Obama Alaska Schedule: President Stresses Climate Change Impact During 3-Day Trip
President Barack Obama stressed the urgency for the need to take action against climate change during his three-day trip to Alaska on Monday.
During his landmark visit to The Last Frontier state, the president warned that climate change is no longer a problem of the future, but rather a challenge that must be addressed immediately in order to save humanity in the next century.
"[It] is happening here. It is happening now," he said while speaking at the GLACIER conference in Anchorage Monday, according to Yahoo! News.
The challenge "will define the contours of this century more dramatically than any other," said Obama. "Human activity is disrupting the climate, in many ways faster than we thought."

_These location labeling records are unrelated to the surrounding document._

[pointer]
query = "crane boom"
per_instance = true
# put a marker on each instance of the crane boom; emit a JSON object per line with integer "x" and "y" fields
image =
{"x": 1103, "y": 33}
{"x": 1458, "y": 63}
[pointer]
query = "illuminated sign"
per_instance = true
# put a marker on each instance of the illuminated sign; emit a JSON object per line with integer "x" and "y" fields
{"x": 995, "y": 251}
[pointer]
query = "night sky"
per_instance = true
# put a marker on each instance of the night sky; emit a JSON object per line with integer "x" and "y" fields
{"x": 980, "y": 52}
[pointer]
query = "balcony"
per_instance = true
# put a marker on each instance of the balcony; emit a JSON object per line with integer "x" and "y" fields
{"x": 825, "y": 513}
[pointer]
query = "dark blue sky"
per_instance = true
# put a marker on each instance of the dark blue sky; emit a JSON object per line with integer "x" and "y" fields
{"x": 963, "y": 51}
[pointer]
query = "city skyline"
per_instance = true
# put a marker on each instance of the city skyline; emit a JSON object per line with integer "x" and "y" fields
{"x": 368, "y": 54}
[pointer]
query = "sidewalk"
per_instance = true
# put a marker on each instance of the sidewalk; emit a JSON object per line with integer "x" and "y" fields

He went on to say that the "urgent and growing" threat of man-made climate change is endangering the people and natural habit in one of the nation's last wilderness frontiers.
He also emphasized that Alaska is currently experiencing one of its worst wildfire seasons in recent history, while its glaciers are melting due to a record setting warming trend over the past several years. As a result, this has caused the permafrost that lies beneath many roads and buildings across the state to begin melting.
In addition, he noted, "Alaska's fire season is now more than a month longer than it was in 1950. At one point this summer, more than 300 wildfires were burning at once."
Meanwhile, 743 fires have destroyed 5.2 million acres in the state so far.
"The increases in wildfires are clearly linked more strongly to climate," ecosystem ecologist Terry Chapin told NBC News. "We are experiencing years with extensive hot dry periods much more frequently, so we expect years with extensive wildfire to continue to increase as global climate continues to warm in response to increased human-caused emissions of greenhouse gases."
Obama also took shots at climate change deniers, saying, "The deniers are increasingly alone, on their own shrinking island. The science is stark, it is sharpening, and it proves that this once-distant threat is now very much in the present."